The effect of length on tensile strength parallel-to-grain in structural lumber
MetadataShow full item record
Two sizes (2x4 and 2x10) and two grades (2250f-1.9E and No. 2 KDl5) of Southern Pine lumber having three different test span lengths of 30, 90 and 120 inches were tested in tension parallel-to-grain. Results obtained from the tests indicated that the tensile strengths of the 30-inch test specimens were significantly higher than the tensile strengths of the 90- and 120-inch test specimens. A tensile strength-length effect model was developed for generating tensile strength values of lumber taking the length effect into consideration. The model generates tensile strength values for lumber longer than 30 inches in multiples of 30 inches, ie. 60-, 90- 120-inch lengths. The two sizes and two grades of Southern Pine lumber formed the data base for developing the model.

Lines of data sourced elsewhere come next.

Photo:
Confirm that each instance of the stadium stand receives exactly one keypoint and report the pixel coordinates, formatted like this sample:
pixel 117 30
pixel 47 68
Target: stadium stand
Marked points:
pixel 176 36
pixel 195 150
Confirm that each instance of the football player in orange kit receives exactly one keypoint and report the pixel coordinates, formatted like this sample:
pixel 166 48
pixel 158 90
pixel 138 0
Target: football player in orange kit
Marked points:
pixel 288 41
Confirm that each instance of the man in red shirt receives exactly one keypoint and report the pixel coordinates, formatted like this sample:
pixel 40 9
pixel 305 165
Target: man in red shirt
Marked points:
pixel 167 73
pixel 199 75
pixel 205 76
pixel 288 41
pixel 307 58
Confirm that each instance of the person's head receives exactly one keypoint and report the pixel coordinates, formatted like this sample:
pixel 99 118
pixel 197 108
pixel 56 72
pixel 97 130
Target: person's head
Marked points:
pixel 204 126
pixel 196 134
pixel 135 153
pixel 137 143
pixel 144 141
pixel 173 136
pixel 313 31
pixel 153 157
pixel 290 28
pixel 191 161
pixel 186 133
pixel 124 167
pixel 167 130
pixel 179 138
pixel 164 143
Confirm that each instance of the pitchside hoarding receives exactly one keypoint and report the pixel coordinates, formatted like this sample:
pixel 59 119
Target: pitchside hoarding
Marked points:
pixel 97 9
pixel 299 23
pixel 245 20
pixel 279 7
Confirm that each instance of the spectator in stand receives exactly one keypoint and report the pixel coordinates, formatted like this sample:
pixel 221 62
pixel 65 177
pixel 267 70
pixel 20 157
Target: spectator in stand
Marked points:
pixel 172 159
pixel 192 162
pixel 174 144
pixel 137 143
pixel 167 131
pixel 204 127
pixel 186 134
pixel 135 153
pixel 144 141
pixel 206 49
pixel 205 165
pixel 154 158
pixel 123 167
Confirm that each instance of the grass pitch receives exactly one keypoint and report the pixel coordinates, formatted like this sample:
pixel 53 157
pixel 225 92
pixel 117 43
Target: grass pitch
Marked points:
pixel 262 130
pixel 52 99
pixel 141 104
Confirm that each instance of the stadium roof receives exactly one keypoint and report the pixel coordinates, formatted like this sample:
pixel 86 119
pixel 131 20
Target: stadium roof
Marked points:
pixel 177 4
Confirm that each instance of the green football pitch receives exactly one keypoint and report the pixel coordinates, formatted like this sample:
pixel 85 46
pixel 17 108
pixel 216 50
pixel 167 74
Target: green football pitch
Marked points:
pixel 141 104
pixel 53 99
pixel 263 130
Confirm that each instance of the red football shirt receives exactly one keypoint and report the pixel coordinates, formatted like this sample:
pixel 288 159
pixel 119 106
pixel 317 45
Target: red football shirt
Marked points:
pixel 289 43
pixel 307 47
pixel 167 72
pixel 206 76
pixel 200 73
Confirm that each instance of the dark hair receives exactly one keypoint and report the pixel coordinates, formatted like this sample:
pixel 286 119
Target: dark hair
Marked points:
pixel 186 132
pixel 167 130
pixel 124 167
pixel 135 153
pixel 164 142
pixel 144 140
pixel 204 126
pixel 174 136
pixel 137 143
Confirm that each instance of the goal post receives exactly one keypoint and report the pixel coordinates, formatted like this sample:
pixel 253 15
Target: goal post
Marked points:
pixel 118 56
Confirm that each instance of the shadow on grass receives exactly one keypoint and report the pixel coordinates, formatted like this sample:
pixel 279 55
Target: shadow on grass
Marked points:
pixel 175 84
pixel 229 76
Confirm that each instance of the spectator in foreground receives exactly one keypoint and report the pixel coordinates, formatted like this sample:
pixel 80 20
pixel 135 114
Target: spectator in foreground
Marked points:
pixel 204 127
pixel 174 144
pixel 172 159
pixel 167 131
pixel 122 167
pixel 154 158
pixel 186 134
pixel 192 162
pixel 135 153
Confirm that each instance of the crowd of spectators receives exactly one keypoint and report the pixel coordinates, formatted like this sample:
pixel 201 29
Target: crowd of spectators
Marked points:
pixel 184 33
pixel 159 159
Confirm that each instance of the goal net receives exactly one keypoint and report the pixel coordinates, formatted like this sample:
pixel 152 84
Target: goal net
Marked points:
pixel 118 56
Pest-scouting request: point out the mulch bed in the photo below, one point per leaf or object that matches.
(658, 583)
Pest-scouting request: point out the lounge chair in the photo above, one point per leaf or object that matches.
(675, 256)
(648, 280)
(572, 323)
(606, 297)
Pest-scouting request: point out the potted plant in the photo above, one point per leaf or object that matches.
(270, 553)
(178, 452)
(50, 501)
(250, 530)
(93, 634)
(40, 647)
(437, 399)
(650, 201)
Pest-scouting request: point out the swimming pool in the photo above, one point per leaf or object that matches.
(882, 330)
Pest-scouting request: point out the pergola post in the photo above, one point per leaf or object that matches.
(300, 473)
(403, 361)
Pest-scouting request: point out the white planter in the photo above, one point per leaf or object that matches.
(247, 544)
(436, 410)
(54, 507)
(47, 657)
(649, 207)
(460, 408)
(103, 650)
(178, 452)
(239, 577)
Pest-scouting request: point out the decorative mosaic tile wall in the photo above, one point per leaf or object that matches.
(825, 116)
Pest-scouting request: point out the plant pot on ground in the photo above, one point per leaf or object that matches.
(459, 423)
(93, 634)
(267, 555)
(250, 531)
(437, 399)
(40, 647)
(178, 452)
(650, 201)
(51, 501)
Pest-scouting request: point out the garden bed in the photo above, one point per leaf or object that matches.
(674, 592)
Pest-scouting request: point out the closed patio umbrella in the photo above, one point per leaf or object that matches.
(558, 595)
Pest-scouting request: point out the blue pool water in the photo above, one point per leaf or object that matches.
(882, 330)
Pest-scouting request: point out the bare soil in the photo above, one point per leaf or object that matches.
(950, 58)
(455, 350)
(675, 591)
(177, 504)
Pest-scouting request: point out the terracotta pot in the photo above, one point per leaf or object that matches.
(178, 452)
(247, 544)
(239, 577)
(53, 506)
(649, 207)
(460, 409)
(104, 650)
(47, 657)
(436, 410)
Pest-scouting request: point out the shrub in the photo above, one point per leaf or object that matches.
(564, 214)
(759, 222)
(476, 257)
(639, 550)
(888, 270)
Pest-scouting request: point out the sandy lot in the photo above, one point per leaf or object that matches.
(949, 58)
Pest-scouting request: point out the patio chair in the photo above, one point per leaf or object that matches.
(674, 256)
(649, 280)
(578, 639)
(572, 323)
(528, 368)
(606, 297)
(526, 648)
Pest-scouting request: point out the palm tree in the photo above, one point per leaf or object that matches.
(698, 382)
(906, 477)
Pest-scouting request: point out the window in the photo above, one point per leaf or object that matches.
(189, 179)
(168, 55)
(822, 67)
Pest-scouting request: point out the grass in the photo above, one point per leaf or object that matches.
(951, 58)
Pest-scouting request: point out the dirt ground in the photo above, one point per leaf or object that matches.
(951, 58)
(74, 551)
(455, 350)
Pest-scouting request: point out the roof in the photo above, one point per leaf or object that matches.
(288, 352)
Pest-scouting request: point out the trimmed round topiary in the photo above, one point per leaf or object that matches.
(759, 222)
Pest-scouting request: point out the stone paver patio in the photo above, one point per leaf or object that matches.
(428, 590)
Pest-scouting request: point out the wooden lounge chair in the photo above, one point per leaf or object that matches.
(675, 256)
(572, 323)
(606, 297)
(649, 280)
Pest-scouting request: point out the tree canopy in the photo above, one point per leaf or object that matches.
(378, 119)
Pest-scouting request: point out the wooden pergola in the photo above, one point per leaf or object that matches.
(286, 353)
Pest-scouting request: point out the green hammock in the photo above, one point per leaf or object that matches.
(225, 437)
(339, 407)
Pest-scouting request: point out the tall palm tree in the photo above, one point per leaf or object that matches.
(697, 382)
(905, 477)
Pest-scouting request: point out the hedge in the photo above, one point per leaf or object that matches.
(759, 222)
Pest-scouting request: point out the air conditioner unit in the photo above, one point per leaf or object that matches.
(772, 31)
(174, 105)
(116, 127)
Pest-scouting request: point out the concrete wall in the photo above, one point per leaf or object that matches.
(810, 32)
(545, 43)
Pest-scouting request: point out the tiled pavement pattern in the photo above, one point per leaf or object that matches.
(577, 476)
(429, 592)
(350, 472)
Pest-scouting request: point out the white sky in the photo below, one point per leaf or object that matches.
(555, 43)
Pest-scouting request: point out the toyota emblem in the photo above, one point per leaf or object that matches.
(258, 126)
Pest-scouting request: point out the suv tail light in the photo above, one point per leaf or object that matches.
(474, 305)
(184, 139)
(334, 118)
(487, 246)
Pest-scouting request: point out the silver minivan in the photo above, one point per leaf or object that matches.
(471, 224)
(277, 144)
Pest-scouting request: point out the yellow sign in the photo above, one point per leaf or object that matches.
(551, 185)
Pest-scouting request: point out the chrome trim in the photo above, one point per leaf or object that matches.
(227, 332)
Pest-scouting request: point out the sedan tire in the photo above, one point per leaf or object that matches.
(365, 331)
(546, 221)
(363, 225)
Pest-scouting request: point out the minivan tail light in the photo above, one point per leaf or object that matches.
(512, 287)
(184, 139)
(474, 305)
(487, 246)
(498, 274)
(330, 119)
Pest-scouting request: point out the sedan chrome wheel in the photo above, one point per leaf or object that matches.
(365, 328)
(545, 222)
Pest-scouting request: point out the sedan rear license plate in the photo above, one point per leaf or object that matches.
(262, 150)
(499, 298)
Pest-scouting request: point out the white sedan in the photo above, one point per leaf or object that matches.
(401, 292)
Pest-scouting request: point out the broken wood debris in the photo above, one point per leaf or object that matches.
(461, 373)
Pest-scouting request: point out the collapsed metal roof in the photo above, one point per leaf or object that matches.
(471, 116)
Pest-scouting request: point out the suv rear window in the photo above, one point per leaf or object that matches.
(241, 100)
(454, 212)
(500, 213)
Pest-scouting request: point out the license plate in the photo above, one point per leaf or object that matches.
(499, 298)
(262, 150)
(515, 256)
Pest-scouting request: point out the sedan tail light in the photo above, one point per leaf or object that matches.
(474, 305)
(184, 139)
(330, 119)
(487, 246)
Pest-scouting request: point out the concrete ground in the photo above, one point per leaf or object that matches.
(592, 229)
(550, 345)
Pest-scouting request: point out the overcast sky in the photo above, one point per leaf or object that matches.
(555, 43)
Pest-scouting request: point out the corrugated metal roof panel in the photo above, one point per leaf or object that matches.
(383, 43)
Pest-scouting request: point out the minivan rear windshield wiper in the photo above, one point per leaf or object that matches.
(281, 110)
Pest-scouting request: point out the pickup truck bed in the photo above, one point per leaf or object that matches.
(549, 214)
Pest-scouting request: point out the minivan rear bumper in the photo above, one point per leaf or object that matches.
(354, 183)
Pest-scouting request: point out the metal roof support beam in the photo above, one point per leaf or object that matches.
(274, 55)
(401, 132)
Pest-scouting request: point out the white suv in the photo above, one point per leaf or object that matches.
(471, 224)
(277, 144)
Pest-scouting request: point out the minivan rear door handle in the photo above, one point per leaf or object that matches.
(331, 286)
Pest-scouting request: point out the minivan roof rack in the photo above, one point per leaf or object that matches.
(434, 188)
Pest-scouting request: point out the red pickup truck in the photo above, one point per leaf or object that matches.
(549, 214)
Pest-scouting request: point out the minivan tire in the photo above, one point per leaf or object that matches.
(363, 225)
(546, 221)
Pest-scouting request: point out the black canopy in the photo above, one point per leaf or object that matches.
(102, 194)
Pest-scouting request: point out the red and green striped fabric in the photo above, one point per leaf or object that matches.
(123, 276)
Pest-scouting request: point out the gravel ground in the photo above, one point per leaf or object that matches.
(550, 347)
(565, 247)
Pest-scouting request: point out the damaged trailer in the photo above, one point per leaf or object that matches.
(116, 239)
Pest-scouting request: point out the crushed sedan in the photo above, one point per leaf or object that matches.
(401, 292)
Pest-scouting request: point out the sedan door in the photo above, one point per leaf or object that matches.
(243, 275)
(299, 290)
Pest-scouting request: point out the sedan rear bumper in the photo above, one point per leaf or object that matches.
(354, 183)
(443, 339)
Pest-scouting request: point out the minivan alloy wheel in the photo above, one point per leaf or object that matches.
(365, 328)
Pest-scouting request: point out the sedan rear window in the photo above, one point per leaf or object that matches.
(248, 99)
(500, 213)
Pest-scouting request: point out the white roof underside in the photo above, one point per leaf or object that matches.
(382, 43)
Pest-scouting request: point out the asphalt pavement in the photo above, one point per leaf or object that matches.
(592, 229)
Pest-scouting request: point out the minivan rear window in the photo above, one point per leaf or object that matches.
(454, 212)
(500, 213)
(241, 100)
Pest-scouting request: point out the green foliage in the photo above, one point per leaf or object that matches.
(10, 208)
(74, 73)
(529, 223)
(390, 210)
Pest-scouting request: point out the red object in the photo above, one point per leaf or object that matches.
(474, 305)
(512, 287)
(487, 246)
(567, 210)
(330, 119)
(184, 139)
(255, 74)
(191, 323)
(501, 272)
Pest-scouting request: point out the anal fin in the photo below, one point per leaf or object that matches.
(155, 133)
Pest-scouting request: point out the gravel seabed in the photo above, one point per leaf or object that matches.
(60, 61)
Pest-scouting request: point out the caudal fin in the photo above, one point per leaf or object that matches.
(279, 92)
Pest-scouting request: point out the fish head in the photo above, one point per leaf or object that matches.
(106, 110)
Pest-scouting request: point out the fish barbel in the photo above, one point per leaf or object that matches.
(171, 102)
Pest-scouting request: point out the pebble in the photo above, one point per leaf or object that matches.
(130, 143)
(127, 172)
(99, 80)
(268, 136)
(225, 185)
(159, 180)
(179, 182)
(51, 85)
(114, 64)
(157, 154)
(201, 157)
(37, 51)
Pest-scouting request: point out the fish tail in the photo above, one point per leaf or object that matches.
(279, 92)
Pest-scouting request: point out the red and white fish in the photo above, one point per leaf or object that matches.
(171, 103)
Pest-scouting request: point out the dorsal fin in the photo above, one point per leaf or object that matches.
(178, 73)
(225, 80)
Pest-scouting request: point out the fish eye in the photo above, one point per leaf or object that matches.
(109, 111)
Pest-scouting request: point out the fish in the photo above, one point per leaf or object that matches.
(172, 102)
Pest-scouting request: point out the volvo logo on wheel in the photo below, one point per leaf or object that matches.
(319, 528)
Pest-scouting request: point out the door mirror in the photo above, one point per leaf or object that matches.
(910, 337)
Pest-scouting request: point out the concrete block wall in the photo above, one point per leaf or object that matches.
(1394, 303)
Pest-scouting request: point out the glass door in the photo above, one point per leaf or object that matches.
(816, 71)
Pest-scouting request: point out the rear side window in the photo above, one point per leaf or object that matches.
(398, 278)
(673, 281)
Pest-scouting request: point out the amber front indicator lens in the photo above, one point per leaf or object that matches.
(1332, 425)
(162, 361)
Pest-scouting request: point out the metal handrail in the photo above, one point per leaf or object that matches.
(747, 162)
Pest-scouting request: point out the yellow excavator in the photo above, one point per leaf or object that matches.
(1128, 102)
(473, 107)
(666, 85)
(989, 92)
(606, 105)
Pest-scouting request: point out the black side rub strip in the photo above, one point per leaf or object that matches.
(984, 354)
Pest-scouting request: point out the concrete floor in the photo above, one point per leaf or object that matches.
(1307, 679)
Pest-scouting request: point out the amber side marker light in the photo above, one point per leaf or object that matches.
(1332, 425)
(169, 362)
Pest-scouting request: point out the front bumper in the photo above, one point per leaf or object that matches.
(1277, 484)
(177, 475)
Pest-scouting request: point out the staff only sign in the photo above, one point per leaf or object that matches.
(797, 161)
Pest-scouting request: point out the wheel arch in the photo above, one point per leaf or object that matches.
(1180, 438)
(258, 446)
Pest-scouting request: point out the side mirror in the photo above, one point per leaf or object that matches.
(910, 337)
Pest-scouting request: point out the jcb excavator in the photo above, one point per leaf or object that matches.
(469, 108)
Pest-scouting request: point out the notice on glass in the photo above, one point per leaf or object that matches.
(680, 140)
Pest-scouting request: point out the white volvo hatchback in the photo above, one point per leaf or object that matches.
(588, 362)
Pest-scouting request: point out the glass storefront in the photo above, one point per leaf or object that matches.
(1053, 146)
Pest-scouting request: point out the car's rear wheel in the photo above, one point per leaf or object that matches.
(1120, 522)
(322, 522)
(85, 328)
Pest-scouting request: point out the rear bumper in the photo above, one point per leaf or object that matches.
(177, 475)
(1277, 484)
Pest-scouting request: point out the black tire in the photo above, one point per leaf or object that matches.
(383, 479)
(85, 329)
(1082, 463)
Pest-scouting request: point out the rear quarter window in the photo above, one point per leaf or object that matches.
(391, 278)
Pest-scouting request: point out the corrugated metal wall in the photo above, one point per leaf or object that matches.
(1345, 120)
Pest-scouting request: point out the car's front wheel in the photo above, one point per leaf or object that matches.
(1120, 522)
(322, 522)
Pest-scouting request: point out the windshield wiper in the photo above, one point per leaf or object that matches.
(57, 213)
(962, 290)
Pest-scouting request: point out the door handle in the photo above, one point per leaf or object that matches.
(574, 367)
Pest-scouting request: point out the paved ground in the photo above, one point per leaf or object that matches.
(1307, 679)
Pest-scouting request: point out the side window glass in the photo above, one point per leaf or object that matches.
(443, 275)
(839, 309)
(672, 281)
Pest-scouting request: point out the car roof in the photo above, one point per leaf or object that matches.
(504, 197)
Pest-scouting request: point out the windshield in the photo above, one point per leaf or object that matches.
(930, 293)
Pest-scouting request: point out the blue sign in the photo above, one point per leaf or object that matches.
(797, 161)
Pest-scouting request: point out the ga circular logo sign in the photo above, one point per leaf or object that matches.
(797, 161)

The tensile strength-length effect model utilized an MOE variability model which generated serially correlated MOE's along 30-inch segments for a piece of lumber using a second order Markov model. The segment MOE values were then used in a first-order Markov model to generate serially correlated tensile strength residuals for each 30-inch segment. The segment MOE values and the segment tensile strength residuals were then inputted into a weighted least squares regression to obtain the tensile strength parallel-to-grain for each 30-inch segment. The tensile strength of the generated piece of lumber was then determined using the weakest-link concept; the minimum segment tensile strength value was selected as the tensile strength of the generated piece of lumber.